Jérôme Bosch, célèbre peintre flamand de la Renaissance, reprend le thème de la « Nef des fous » pour brosser un saisissant tableau qui met en scène une bande de joyeux lurons avinés faisant bombance sur une frêle embarcation. Cette « Nef des fous », composée sur le mode de l’allégorie, pointe du doigt la dérive de nos cités privées de raison dans un contexte où les élites ont perdu tout sens de l’orientation alors que l’ordre public a été réduit à néant. Certains historiens de l’art ont voulu y voir une critique mordante du bas clergé, à une époque où l’Église se préoccupait plus de ses juteuses prébendes que du salut des âmes.
De nos jours, comme l’Histoire aime à se répéter, il est à craindre que nos élites aient de nouveau perdu le sens de l’orientation. C’est ainsi que la théorie du genre – ou gender – représente l’évangile d’une postmodernité qui ambitionne d’araser toutes les différences qui fondaient le genre humain : linguistiques, sexuelles, culturelles ou civilisationnelles. Les marchés financiers tenant lieu de boussole, nos dirigeants naviguent entre les écueils des nombreux lobbies qui menacent de briser la coque de nos États moribonds qui ne servent plus qu’à alimenter la gamelle de l’oligarchie maquerelle aux manettes.

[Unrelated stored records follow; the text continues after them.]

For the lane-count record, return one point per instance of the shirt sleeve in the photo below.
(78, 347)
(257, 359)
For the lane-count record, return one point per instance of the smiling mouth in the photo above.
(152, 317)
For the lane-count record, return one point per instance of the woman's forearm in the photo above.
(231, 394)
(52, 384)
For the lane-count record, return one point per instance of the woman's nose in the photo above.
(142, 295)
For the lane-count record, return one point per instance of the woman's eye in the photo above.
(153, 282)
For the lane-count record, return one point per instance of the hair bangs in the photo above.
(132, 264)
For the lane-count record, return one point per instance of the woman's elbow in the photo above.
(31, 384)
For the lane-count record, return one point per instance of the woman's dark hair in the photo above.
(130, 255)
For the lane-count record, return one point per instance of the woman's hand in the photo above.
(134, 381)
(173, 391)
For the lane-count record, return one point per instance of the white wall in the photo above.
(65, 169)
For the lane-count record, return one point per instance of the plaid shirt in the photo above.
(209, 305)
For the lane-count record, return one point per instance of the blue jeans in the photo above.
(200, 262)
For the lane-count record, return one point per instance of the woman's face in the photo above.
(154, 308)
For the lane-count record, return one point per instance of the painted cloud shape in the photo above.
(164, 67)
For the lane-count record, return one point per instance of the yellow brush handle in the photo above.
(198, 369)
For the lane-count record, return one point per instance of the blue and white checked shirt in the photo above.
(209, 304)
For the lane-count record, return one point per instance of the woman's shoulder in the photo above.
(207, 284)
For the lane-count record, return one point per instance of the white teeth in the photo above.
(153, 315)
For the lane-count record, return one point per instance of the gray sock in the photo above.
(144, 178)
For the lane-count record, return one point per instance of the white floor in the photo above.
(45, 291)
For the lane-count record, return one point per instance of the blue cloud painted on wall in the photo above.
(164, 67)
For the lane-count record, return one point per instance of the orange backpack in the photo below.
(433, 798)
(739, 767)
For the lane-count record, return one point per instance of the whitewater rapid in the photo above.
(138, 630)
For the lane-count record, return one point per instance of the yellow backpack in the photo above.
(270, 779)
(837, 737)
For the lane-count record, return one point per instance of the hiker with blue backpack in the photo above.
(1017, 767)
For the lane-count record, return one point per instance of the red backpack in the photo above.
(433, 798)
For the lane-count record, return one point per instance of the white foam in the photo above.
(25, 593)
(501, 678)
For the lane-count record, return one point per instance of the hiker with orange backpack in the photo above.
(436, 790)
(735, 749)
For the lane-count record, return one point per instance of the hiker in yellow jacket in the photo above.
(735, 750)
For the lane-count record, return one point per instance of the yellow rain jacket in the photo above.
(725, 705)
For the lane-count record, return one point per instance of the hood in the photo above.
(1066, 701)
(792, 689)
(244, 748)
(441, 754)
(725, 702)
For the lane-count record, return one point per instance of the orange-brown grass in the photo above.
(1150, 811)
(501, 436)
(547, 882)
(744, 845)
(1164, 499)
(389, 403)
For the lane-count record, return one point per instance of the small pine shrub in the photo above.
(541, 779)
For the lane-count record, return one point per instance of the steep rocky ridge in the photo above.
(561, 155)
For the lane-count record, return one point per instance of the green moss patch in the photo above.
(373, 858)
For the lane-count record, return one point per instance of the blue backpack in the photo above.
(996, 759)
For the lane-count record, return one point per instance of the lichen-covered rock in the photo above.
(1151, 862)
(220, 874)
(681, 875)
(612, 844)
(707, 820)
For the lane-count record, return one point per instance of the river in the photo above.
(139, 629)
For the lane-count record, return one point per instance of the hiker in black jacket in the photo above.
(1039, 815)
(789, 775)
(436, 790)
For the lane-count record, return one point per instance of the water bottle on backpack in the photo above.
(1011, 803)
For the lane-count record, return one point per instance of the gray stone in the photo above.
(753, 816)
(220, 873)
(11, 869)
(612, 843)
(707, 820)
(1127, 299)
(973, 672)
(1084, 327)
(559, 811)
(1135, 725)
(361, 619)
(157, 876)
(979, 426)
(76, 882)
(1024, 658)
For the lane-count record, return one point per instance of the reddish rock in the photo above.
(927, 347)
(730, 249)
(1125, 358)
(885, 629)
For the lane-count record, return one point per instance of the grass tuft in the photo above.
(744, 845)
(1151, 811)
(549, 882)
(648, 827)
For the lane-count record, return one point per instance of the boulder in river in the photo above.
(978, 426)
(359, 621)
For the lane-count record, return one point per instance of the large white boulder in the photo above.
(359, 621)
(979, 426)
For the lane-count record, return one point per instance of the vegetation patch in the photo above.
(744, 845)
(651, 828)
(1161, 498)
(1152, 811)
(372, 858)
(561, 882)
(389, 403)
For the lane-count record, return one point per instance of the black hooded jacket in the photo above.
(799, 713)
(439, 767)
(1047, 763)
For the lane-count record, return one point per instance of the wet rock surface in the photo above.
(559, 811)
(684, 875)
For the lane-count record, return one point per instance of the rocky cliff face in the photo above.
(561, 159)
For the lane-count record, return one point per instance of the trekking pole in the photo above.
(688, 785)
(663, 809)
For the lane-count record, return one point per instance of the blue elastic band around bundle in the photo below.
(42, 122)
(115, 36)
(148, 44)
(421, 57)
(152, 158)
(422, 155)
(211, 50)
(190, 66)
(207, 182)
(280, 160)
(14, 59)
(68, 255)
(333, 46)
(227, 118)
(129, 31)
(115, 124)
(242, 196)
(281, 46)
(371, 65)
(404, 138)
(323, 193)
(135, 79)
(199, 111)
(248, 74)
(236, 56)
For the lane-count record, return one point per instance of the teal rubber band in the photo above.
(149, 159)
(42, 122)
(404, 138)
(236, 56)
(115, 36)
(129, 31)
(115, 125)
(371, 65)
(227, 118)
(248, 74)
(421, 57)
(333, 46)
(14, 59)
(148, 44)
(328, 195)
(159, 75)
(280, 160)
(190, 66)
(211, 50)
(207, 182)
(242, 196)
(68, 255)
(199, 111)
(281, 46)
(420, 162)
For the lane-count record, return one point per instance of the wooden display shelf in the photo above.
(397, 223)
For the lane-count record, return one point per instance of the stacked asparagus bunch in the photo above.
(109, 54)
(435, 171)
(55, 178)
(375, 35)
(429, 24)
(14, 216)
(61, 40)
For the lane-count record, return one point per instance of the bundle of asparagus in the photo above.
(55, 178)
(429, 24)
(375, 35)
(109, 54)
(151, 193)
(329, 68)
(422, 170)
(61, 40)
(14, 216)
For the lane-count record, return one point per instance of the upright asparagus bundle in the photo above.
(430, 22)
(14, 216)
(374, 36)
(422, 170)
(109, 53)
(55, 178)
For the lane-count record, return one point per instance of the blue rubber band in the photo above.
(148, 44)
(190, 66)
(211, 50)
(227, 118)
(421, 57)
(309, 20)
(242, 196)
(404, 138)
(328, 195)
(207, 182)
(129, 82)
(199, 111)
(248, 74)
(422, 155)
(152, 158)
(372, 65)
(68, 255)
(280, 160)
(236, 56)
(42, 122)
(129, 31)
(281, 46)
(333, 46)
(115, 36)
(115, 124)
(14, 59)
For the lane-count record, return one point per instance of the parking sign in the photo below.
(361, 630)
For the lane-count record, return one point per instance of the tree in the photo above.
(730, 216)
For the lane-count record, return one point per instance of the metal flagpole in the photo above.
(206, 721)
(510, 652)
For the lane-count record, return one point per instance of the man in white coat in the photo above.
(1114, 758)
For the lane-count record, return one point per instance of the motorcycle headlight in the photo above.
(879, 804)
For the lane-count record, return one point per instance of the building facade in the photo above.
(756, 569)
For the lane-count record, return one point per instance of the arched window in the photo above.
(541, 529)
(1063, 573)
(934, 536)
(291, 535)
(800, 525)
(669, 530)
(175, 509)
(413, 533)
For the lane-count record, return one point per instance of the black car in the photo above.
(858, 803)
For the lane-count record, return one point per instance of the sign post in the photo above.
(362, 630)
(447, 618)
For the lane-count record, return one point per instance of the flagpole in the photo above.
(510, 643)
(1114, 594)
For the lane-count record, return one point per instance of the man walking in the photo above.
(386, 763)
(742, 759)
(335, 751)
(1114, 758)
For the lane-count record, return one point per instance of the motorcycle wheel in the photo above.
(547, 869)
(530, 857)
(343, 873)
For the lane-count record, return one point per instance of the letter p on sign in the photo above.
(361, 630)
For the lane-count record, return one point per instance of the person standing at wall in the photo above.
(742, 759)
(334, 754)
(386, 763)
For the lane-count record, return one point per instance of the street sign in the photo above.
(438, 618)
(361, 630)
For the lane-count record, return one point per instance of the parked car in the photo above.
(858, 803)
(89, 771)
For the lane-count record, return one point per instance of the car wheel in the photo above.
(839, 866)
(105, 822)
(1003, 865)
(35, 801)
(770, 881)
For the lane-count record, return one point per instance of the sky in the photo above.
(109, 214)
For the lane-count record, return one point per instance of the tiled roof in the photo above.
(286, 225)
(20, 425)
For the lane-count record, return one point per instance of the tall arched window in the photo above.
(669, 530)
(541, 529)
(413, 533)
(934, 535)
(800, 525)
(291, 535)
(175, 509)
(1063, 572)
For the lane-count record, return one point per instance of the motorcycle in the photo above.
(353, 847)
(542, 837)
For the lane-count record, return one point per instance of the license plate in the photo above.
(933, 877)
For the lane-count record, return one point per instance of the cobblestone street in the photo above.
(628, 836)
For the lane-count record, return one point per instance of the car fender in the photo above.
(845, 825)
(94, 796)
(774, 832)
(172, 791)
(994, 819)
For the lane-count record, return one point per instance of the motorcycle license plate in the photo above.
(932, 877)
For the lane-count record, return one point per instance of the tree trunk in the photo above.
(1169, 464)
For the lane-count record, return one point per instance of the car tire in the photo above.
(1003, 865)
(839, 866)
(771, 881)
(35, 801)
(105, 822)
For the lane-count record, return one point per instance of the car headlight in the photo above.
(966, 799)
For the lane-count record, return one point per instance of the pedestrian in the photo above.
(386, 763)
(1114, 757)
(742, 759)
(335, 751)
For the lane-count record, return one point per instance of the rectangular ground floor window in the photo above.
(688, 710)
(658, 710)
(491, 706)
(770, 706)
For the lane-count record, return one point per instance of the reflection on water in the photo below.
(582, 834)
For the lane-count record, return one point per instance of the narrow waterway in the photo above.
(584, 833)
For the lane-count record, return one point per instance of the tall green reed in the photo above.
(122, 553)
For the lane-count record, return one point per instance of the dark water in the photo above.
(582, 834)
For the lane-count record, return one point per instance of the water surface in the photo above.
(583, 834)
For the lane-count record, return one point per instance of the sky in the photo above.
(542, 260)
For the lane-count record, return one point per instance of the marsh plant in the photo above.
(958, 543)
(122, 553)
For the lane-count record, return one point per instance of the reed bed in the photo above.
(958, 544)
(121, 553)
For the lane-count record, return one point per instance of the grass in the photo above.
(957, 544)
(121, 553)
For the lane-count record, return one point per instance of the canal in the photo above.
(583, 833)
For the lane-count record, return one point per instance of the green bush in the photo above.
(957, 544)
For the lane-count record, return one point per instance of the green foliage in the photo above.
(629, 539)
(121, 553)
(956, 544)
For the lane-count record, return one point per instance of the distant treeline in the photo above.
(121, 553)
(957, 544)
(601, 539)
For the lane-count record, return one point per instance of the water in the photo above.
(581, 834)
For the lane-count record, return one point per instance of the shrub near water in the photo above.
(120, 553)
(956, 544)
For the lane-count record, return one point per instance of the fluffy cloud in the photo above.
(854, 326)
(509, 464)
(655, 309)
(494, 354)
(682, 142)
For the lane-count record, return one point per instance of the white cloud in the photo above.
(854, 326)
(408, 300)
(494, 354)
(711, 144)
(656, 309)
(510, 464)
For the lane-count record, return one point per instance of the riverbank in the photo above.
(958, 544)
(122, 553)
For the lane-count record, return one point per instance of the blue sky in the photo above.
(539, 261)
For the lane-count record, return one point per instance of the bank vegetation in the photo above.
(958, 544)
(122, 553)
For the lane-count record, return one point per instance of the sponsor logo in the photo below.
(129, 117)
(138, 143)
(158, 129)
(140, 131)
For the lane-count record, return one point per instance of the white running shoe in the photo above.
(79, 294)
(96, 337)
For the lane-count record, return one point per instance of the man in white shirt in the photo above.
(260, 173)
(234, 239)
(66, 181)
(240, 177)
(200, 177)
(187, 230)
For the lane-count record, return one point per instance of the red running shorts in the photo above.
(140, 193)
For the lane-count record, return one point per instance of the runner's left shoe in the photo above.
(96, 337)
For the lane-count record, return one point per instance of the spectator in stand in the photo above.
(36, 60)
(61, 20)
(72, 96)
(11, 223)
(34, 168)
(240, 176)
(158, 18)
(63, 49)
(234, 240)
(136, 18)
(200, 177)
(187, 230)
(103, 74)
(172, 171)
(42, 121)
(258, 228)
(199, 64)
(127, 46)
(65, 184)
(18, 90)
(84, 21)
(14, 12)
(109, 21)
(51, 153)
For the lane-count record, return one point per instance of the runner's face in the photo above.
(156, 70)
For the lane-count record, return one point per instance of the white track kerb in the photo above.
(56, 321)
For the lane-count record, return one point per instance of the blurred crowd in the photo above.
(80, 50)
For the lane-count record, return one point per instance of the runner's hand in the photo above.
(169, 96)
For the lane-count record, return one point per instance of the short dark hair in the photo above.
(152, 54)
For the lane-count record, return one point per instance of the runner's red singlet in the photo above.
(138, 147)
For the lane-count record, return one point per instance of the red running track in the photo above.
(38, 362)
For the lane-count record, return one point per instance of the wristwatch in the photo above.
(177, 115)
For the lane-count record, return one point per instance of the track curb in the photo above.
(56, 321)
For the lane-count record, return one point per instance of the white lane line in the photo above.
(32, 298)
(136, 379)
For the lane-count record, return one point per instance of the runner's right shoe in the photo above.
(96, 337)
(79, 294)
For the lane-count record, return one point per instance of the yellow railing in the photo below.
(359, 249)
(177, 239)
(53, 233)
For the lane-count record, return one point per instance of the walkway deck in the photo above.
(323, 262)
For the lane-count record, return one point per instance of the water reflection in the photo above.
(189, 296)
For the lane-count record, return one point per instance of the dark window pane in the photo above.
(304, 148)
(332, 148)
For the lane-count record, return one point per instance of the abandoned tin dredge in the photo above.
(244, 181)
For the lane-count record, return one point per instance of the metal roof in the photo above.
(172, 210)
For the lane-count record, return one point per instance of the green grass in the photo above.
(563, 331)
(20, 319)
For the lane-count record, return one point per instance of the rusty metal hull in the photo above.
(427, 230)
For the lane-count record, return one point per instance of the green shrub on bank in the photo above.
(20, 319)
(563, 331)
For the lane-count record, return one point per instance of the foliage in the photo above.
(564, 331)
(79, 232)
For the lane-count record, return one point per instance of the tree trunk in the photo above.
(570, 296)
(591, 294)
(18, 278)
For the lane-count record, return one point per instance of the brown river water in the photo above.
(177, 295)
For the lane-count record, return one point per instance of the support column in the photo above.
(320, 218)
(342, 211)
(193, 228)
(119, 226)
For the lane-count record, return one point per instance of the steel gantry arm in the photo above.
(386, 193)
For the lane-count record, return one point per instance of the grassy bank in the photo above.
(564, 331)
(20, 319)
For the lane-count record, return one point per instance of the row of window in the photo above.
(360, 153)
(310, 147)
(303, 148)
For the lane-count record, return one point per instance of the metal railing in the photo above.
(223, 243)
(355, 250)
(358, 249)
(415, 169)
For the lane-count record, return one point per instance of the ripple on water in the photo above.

Le gouvernement du Premier ministre Justin Trudeau semble prendre un plaisir fou à cette danse macabre alors que l’état-major des armées canadiennes participait, le dimanche 27 août dernier, à la Gay Pride d’Ottawa. Ainsi, donc, suite au cortège des politiciens (représentant les laboratores), voilà que nos chefs de guerre (bellatores) rejoignent les rangs de cette joyeuse ribambelle de pénitents venus faire amende honorable à une rectitude politique qui tient lieu de catéchisme. Voguant à contre-courant de l’administration Trump, la nef canadienne dérive sur les eaux troubles d’un océan communautariste qui a, depuis longtemps, dissous toute trace d’esprit civique au nord de l’empire yankee. Le chef d’état-major de la Défense, Jonathan Vance, y est allé de ses exhortations en nous rappelant : « Les trans dans les forces armées canadiennes, je les encourage à rester avec nous. Pensez à une carrière dans les forces armées canadiennes. »
Ainsi, donc, l’esprit de transgression souffle là où il veut, c’est-à-dire vers les écueils d’une diversité factice qui ne sert qu’à berner les simples d’esprit à l’heure où les saints évangiles du gender, des migrations intempestives, des marchés financiers et du nouveau désordre mondial tiennent lieu de Codex illuminatus. Désorientées, nos élites autoproclamées se pavanent sur des chars allégoriques en se trémoussant devant la foule des payeurs de taxes et des travailleurs de cette nouvelle économie où la spéculation menace jusqu’au ventre des femmes enceintes. Quoi qu’il en soit, que les congrégations féministes se consolent : bientôt, les fœtus seront nourris dans de gigantesques parcs gérés par les bons bergers de la reproduction du cheptel humanoïde. Le genre humain aura vécu et notre Terre-Mère sera, enfin, délivrée de l’engeance chrétienne.
Nouvelle Babylone des temps modernes, le Canada montre la voie à suivre et il ne manque plus que la venue d’un ecclésiastique afin que soit consacré un nouveau char allégorique dédié à notre mère l’Église (oratores). Le désordre ainsi rétabli, le funeste cortège pourra s’ébranler, avec à sa tête l’ecclésiastique et la Femen, tous les deux juchés sur d’immenses cothurnes et portant des tenues suggestives, vers les lendemains radieux qui pointent sur l’horizon de cette lassitude écœurante qui gagne les restes de la société humaine.
Notre homme tiendra, dans sa main droite, un fouet, en guise de crosse, afin de battre sa coulpe et celle de sa Femen complice, histoire de rappeler aux moutons de Panurge leur devoir premier. Celui de perdre jusqu’à la mémoire de leurs origines.